The scientists discovered that under normal conditions, these neurons create a fuel reserve in the form of glycogen, allowing them to function for an extended period even when their glucose supply is interrupted. However, the neurons' glycogen regulation leaves them vulnerable to glucose shortages, especially as their functions decline with aging. This vulnerability may explain the deaths of these midbrain neurons in Parkinson’s, aligning with the idea that energy insufficiency is a common failure mode in neurological disorders.
Midbrain dopamine neurons, particularly in the substantia nigra pars compacta, play a crucial role in regulating voluntary muscle movements and learning and motivation. Their degeneration in Parkinson’s is associated with muscle rigidity and other motor symptoms. The study's senior author, Dr. Timothy Ryan, suggests that a combination of aging, environmental factors, and genetic risk factors can lead to reduced dopamine output, causing these neurons to become less resilient to glucose shortages and ultimately degenerate.
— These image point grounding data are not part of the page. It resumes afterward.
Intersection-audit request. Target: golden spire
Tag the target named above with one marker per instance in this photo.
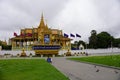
(46, 26)
(42, 21)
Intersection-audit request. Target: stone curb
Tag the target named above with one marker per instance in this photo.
(97, 64)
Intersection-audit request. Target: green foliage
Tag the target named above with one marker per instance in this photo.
(101, 40)
(93, 39)
(29, 69)
(76, 44)
(104, 40)
(6, 47)
(111, 60)
(116, 42)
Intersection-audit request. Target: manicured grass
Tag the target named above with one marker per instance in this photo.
(29, 69)
(111, 60)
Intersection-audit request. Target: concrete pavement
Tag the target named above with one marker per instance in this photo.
(82, 71)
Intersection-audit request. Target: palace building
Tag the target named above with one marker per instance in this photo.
(42, 39)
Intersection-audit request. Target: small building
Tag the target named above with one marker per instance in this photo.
(41, 35)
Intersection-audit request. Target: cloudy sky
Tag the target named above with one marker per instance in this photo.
(71, 16)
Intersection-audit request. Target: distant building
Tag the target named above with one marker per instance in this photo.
(42, 35)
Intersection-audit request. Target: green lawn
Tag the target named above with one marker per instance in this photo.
(111, 60)
(29, 69)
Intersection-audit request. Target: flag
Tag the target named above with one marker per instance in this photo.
(29, 34)
(72, 35)
(65, 35)
(77, 35)
(15, 34)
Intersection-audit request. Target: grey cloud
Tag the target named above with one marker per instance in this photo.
(72, 16)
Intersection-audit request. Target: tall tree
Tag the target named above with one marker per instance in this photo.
(93, 39)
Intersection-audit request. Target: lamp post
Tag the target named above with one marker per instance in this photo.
(111, 47)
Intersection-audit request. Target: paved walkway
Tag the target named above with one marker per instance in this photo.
(81, 71)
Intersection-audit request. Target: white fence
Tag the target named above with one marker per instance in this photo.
(89, 51)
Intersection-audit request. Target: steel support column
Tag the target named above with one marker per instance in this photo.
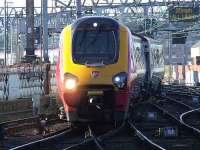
(30, 52)
(45, 30)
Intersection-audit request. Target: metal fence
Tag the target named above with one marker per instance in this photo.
(25, 80)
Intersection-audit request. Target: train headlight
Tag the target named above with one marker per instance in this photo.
(70, 81)
(120, 79)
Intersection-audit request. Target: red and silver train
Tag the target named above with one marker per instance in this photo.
(102, 67)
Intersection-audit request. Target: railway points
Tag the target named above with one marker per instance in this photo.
(96, 74)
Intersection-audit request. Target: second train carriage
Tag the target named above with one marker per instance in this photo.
(101, 67)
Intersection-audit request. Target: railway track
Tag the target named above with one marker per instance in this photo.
(167, 124)
(19, 132)
(192, 119)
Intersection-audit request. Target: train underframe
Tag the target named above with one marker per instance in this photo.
(99, 104)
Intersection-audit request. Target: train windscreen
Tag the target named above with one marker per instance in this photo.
(95, 46)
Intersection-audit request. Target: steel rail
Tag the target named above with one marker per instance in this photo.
(143, 137)
(185, 114)
(31, 144)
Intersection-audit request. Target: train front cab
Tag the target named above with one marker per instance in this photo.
(101, 91)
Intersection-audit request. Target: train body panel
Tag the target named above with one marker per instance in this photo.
(101, 67)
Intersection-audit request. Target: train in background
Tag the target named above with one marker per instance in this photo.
(102, 67)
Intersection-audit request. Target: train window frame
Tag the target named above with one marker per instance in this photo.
(115, 35)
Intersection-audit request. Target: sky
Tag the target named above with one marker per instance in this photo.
(22, 3)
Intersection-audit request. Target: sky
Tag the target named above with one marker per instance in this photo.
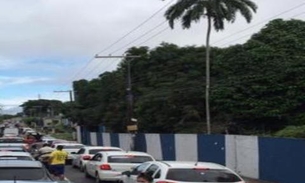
(45, 45)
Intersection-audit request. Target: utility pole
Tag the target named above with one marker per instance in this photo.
(130, 120)
(70, 93)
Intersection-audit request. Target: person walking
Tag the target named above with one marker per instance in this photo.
(57, 160)
(43, 154)
(144, 178)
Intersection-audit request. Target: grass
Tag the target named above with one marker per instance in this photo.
(65, 136)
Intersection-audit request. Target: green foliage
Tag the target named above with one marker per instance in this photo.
(41, 108)
(258, 85)
(292, 131)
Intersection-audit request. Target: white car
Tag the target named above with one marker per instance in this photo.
(108, 166)
(183, 172)
(86, 153)
(70, 148)
(16, 156)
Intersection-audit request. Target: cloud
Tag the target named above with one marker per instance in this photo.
(4, 80)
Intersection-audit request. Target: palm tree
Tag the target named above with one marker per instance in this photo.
(216, 11)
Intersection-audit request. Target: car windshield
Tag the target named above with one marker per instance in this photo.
(11, 140)
(15, 158)
(11, 149)
(201, 175)
(73, 146)
(128, 159)
(94, 151)
(20, 173)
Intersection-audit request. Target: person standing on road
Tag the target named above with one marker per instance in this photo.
(57, 162)
(144, 178)
(43, 154)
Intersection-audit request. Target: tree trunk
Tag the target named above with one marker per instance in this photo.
(207, 85)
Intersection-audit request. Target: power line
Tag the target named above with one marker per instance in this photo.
(121, 38)
(138, 38)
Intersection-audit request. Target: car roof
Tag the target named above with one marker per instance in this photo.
(27, 181)
(101, 147)
(5, 153)
(190, 164)
(109, 153)
(20, 163)
(12, 144)
(67, 144)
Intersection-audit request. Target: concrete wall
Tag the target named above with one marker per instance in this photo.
(270, 159)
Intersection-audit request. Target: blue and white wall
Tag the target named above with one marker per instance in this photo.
(272, 159)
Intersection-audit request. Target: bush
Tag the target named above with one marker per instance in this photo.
(292, 131)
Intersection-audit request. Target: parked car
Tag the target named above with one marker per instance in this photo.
(11, 140)
(11, 132)
(86, 153)
(181, 172)
(23, 146)
(69, 148)
(108, 166)
(7, 155)
(23, 170)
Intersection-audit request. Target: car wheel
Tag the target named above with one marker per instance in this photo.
(97, 178)
(73, 165)
(86, 173)
(81, 167)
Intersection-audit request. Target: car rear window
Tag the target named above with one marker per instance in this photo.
(201, 175)
(11, 149)
(129, 159)
(20, 173)
(73, 146)
(94, 151)
(11, 141)
(15, 158)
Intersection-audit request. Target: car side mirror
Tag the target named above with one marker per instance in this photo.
(127, 173)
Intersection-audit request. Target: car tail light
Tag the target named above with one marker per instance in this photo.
(105, 167)
(86, 157)
(26, 146)
(163, 181)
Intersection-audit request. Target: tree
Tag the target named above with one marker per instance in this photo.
(217, 11)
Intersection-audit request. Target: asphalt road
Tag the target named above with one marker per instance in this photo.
(76, 176)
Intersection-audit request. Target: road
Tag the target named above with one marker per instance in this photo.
(76, 176)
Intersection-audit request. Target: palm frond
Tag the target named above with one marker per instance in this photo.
(177, 10)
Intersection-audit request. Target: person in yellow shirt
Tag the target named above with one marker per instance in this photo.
(57, 162)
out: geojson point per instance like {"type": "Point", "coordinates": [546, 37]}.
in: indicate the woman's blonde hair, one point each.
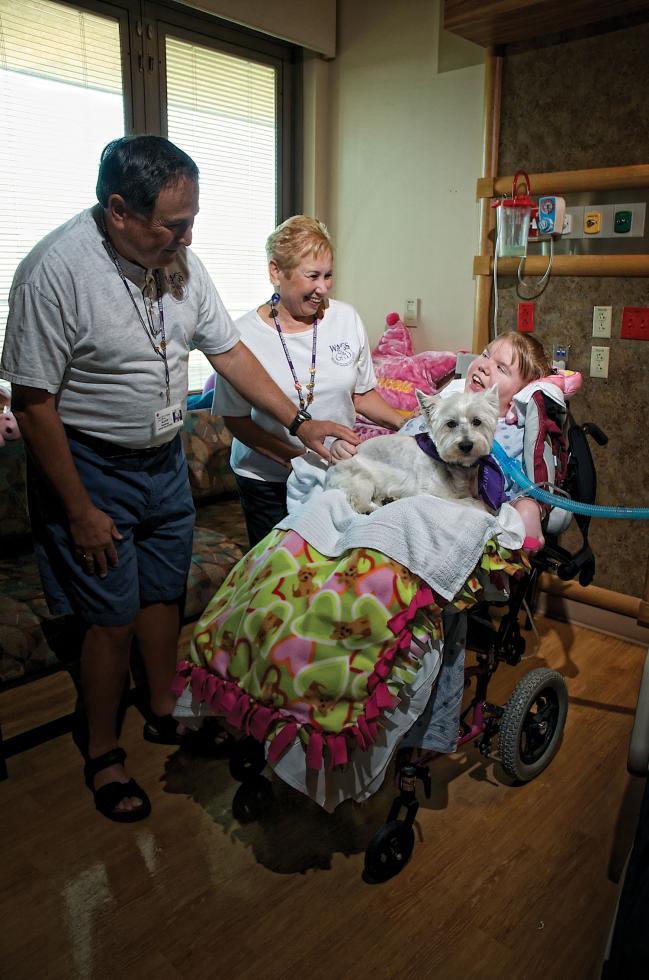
{"type": "Point", "coordinates": [296, 237]}
{"type": "Point", "coordinates": [533, 360]}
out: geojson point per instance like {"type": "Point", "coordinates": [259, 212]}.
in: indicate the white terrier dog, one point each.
{"type": "Point", "coordinates": [461, 429]}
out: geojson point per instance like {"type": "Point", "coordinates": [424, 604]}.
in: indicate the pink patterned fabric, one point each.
{"type": "Point", "coordinates": [399, 371]}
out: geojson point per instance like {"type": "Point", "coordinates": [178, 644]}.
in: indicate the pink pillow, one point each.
{"type": "Point", "coordinates": [399, 371]}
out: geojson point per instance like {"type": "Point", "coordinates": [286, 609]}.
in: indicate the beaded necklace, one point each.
{"type": "Point", "coordinates": [274, 300]}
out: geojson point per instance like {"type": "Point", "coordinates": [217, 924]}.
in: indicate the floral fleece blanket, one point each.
{"type": "Point", "coordinates": [296, 643]}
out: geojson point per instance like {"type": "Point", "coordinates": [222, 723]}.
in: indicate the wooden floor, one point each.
{"type": "Point", "coordinates": [505, 881]}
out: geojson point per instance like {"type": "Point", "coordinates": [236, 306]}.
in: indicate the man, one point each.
{"type": "Point", "coordinates": [103, 312]}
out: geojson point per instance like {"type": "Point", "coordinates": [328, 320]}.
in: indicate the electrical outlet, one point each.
{"type": "Point", "coordinates": [635, 323]}
{"type": "Point", "coordinates": [411, 318]}
{"type": "Point", "coordinates": [599, 362]}
{"type": "Point", "coordinates": [526, 317]}
{"type": "Point", "coordinates": [602, 321]}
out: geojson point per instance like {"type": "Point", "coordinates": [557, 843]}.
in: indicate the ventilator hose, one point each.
{"type": "Point", "coordinates": [513, 470]}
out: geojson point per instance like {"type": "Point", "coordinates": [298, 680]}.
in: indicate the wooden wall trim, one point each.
{"type": "Point", "coordinates": [491, 140]}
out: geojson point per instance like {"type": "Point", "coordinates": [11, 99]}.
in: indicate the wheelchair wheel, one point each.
{"type": "Point", "coordinates": [532, 724]}
{"type": "Point", "coordinates": [389, 851]}
{"type": "Point", "coordinates": [252, 800]}
{"type": "Point", "coordinates": [247, 759]}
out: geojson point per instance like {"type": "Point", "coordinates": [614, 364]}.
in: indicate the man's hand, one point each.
{"type": "Point", "coordinates": [93, 533]}
{"type": "Point", "coordinates": [341, 449]}
{"type": "Point", "coordinates": [314, 432]}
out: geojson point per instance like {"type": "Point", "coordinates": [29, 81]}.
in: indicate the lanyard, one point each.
{"type": "Point", "coordinates": [148, 325]}
{"type": "Point", "coordinates": [311, 383]}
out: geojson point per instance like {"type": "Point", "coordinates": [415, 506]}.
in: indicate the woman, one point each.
{"type": "Point", "coordinates": [317, 350]}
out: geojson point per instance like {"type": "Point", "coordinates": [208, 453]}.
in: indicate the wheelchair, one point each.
{"type": "Point", "coordinates": [528, 729]}
{"type": "Point", "coordinates": [523, 735]}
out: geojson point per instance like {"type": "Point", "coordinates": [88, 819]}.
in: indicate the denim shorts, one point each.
{"type": "Point", "coordinates": [147, 495]}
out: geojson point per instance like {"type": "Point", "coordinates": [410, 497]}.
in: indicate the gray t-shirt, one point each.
{"type": "Point", "coordinates": [73, 331]}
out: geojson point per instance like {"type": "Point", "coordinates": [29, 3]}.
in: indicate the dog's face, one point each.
{"type": "Point", "coordinates": [463, 425]}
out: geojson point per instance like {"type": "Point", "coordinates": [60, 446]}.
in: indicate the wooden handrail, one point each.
{"type": "Point", "coordinates": [593, 595]}
{"type": "Point", "coordinates": [566, 265]}
{"type": "Point", "coordinates": [565, 181]}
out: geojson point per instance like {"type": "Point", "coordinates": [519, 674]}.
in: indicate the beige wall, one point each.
{"type": "Point", "coordinates": [394, 173]}
{"type": "Point", "coordinates": [310, 23]}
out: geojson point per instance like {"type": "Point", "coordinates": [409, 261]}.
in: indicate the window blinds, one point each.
{"type": "Point", "coordinates": [221, 109]}
{"type": "Point", "coordinates": [60, 103]}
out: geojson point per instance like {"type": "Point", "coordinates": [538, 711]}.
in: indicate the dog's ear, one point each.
{"type": "Point", "coordinates": [493, 397]}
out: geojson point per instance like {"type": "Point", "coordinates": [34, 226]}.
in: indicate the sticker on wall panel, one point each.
{"type": "Point", "coordinates": [622, 222]}
{"type": "Point", "coordinates": [592, 222]}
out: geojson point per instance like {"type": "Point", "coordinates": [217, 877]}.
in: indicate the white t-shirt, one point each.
{"type": "Point", "coordinates": [343, 368]}
{"type": "Point", "coordinates": [74, 332]}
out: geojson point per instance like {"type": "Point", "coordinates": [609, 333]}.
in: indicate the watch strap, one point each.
{"type": "Point", "coordinates": [302, 416]}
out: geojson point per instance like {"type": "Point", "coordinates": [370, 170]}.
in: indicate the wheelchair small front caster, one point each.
{"type": "Point", "coordinates": [252, 800]}
{"type": "Point", "coordinates": [247, 759]}
{"type": "Point", "coordinates": [389, 851]}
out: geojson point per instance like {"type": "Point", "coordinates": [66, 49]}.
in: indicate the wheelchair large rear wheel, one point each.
{"type": "Point", "coordinates": [531, 728]}
{"type": "Point", "coordinates": [389, 850]}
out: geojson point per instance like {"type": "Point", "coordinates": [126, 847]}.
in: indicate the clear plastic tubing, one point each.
{"type": "Point", "coordinates": [513, 470]}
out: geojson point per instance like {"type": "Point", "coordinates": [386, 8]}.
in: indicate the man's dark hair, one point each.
{"type": "Point", "coordinates": [138, 167]}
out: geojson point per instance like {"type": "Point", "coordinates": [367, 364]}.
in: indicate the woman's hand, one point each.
{"type": "Point", "coordinates": [314, 432]}
{"type": "Point", "coordinates": [341, 449]}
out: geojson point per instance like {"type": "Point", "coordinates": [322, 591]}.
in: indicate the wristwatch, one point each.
{"type": "Point", "coordinates": [302, 416]}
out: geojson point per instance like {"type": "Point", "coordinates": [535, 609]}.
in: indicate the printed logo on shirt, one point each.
{"type": "Point", "coordinates": [178, 289]}
{"type": "Point", "coordinates": [341, 354]}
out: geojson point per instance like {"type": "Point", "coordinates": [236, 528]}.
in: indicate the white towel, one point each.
{"type": "Point", "coordinates": [439, 540]}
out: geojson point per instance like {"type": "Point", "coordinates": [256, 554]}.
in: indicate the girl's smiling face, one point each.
{"type": "Point", "coordinates": [497, 365]}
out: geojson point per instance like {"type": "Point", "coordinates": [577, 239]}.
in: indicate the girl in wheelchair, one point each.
{"type": "Point", "coordinates": [324, 643]}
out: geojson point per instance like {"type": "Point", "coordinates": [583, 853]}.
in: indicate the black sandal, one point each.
{"type": "Point", "coordinates": [210, 740]}
{"type": "Point", "coordinates": [108, 797]}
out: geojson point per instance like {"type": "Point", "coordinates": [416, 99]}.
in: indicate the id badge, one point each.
{"type": "Point", "coordinates": [168, 419]}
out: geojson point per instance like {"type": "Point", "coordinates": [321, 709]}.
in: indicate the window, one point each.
{"type": "Point", "coordinates": [60, 105]}
{"type": "Point", "coordinates": [74, 77]}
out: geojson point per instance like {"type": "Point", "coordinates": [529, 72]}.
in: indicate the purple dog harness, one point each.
{"type": "Point", "coordinates": [491, 482]}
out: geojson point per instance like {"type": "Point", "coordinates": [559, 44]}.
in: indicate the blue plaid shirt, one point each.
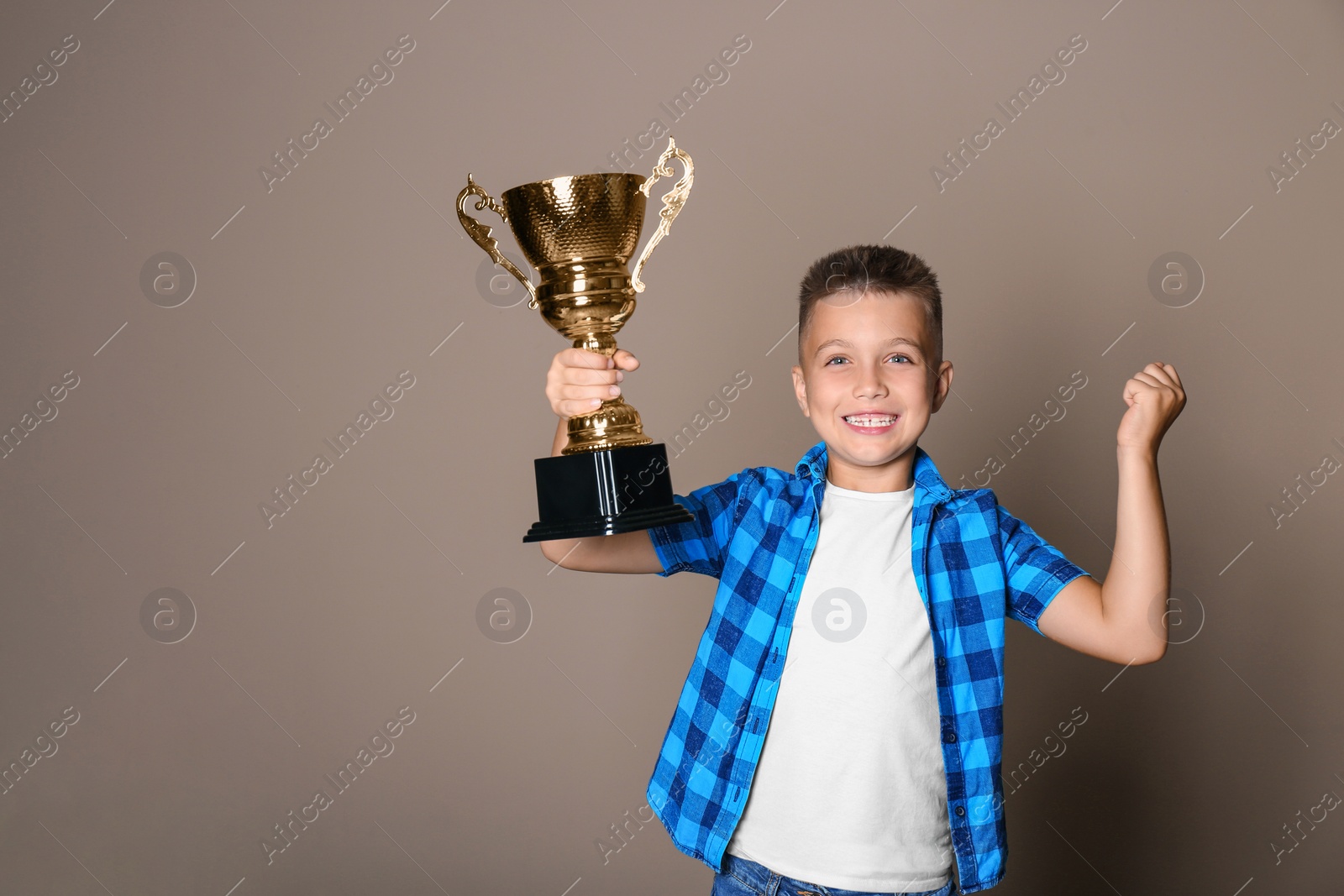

The research team, including Dr. Camila Pulido, observed that rat midbrain dopamine neurons are resilient to glucose supply interruptions. They confirmed the neurons' ability to create glycogen fuel reserves, similar to some muscle cells, using a special glycogen-detecting antibody. The team then uncovered a unique regulation mechanism where dopamine output influences glycogen synthesis through D2 receptors on output terminals. This regulation creates a potential danger, as reduced dopamine output leads to less glycogen storage, making the neurons highly sensitive to glucose deprivation.
The study's findings suggest that interventions to enhance midbrain dopamine neurons' resilience to glucose shortages could prevent Parkinson’s or slow its progression. The researchers plan to explore glycogen storage in other neuron types, aiming to understand the variations in glycogen storage across different dopamine neuron populations in the nervous system.